We observed that most of the older artists here never had any higher educational qualification in art to validate their ability in the field. Rathnayake explained that whatever skill they possess is from honing their natural talent. He added that their capabilities aren’t recognized as much as university art graduates. Therefore, they are rather limited in what they can do in terms of their future other than produce art and sell them. “I do art because it’s my passion. I’m devoted and attached to it. I don’t have certificates to validate it, but my work speaks for my talents” he said.   

"These artists do not even have a place to display and sell their work"

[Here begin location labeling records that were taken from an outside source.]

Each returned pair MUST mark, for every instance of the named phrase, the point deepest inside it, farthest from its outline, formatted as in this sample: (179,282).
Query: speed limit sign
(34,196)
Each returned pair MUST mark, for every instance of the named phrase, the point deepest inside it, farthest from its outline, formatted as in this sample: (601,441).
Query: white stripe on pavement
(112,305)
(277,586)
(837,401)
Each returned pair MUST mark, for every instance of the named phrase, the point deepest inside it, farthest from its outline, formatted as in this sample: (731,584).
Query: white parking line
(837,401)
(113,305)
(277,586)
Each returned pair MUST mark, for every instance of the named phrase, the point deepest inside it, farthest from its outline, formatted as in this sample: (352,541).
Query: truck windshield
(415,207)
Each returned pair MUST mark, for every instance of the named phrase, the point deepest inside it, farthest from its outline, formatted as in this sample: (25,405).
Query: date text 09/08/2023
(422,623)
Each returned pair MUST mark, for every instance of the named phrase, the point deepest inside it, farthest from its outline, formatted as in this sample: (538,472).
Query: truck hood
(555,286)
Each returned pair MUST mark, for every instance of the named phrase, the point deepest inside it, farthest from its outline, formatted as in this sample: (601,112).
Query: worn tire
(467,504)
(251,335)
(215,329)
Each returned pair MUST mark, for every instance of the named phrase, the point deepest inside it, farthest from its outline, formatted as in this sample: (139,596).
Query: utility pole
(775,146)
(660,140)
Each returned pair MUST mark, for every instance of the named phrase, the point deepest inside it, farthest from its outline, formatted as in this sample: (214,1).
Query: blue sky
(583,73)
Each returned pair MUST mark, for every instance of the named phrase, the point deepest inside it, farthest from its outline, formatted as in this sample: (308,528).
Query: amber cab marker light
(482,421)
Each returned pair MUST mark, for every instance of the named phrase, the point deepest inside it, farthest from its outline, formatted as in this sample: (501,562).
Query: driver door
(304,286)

Kulasooriya’s daughter and son-in-law have both studied at an art academy and Rathnayake’s daughter is a gallerist. Through our conversations, it was evident that the next generation of the art industry is seeking higher standards and a better status in this field as opposed to their elders. Perera too said that he and his father and brother are self trained artists, adding that they will be relying on this in future too. Also another salient feature that these three artists mentioned is that it mostly takes around three to four days for them to complete a portrait, and at times a week or two if the piece is a large one. Yet, their time and energy sometimes goes in vain, if they are unable to protect their precious work from extreme weather conditions, preserving them for months and waiting until someone purchases the art.   

“People are struggling to find money to even feed themselves, so why would they spend thousands on a painting?”

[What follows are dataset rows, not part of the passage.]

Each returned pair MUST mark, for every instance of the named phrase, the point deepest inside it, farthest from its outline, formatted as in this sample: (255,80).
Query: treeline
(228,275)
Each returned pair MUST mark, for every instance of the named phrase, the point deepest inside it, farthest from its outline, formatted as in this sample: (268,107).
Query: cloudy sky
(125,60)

The artists believe that the field of art is not recognized as a profession in comparison to the other fields, because their work in this field is seen as menial or unimportant. They said that it’s very rare to find people who are willing to enter the art industry or improve it. Most of the younger generation doesn’t consider art as a stable industry that could provide enough to feed their families. The older artists who cling on to their love for their career feel rather hopeless and helpless when they are faced with numerous challenges that we see today, they said. According to them, this industry and their talent was celebrated in the past, unlike today.   

 

Malinda Perera

 

Little aid and opportunities in the art industry

Another crucial factor that has affected this community is the lack of opportunities to learn new knowledge or skill, along with minimum opportunities of getting exposure for their work. These artists do not even have a place to display and sell their work. We rarely see educational establishments dedicated to art and craft and fewer workshops for people who want to enhance their skills in the art industry. Those who couldn’t gain a university education in art are left to their own devices and aren’t given alternative educational opportunities to develop and continue their work.   
Art has constantly been an underrated field in Sri Lanka and with the COVID- 19 pandemic; a once vibrant community has descended into helplessness. Although the pandemic caused a massive change in the lives of these artists, their talent remains a national treasure. Their only wish is to be recognized and get the support they deserve.